Thank you for your reply,

Do not worry about the fact that I have multiple lists of genes - that is a consequence of the fact that I am looking at (a) multiple stressors and (b) multiple levels of some of the stressors. While these can be looked at as a series of pairwise comparisons an alternative way of looking at it is to look at patterns of gene expression over the different conditions. This gives a list of genes (from which I have derived lists of GOs) and I would like to compare each list of GOs to the reference GO list - similar to what would be do with PANTHER, GOrilla, etc. - to look at GO categories that might be over (or under) represented in each list.
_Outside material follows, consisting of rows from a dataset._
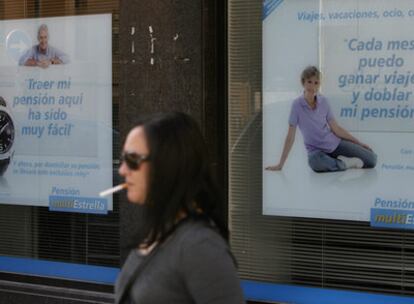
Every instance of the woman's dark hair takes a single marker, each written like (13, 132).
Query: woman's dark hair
(180, 177)
(309, 72)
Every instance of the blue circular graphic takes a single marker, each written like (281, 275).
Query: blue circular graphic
(17, 43)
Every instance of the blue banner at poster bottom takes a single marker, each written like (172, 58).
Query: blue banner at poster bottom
(392, 218)
(78, 204)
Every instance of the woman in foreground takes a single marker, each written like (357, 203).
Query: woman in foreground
(185, 257)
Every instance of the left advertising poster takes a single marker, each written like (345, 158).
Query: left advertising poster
(56, 112)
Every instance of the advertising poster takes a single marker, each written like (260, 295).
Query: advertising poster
(364, 50)
(56, 112)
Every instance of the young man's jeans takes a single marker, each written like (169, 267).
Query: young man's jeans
(321, 161)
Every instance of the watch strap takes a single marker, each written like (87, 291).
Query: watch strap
(3, 102)
(4, 163)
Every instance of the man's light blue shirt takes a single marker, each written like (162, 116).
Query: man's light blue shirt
(51, 52)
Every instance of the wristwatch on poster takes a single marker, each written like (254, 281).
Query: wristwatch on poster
(6, 136)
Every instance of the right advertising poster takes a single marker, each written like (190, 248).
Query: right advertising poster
(364, 51)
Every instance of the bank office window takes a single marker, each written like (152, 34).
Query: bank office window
(59, 116)
(341, 230)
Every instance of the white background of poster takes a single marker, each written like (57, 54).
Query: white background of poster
(301, 33)
(78, 163)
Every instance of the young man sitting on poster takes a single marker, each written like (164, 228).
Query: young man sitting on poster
(330, 147)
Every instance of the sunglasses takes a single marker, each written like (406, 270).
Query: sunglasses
(133, 160)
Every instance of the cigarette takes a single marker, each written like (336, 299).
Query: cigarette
(113, 190)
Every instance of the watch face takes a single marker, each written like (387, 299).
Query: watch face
(6, 132)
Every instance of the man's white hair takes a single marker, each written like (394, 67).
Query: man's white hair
(43, 27)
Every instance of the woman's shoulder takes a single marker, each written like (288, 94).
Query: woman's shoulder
(192, 232)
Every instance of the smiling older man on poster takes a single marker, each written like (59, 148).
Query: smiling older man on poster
(42, 54)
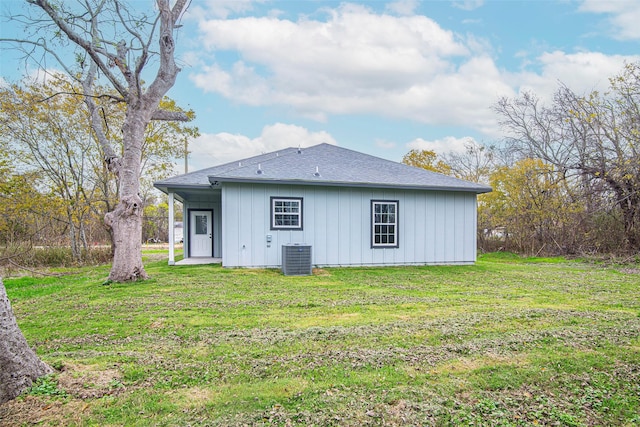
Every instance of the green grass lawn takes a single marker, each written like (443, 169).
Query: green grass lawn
(508, 341)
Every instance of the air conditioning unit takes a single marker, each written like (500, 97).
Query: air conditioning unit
(296, 259)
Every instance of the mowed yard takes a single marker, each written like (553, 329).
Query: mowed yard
(508, 341)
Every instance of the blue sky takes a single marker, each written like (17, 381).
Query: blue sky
(383, 77)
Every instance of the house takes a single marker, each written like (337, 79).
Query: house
(351, 208)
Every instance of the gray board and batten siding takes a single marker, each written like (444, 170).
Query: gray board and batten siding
(436, 221)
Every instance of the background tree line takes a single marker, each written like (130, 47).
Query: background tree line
(56, 188)
(566, 177)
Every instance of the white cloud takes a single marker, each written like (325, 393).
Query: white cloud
(384, 144)
(624, 16)
(468, 4)
(402, 7)
(441, 146)
(220, 8)
(360, 62)
(215, 149)
(582, 72)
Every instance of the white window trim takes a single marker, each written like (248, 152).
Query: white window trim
(274, 226)
(395, 224)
So, if we look at a simplified normal work flow (eg. PANTHER) we would:

  1. Upload a list of differentially expressed genes (or multiple lists - up vs down regulated, etc.) in uniprot, (or equivalent) format.
  2. The program will derive a list of GO terms from those genes and;
  3. Compare the list of GOs (and/or GO categories) to a reference (either pre-compiled or user supplied) to look for enriched (or depauperate) categories of GOs.

I would simply like to find an analysis suite that allows me to jump in at step 2 - i.e. I supply the list(s) of GOs and the reference list...

I've not been able to find a tool that does this so I'm looking for pointers to tools that could help me do this.

Thank you.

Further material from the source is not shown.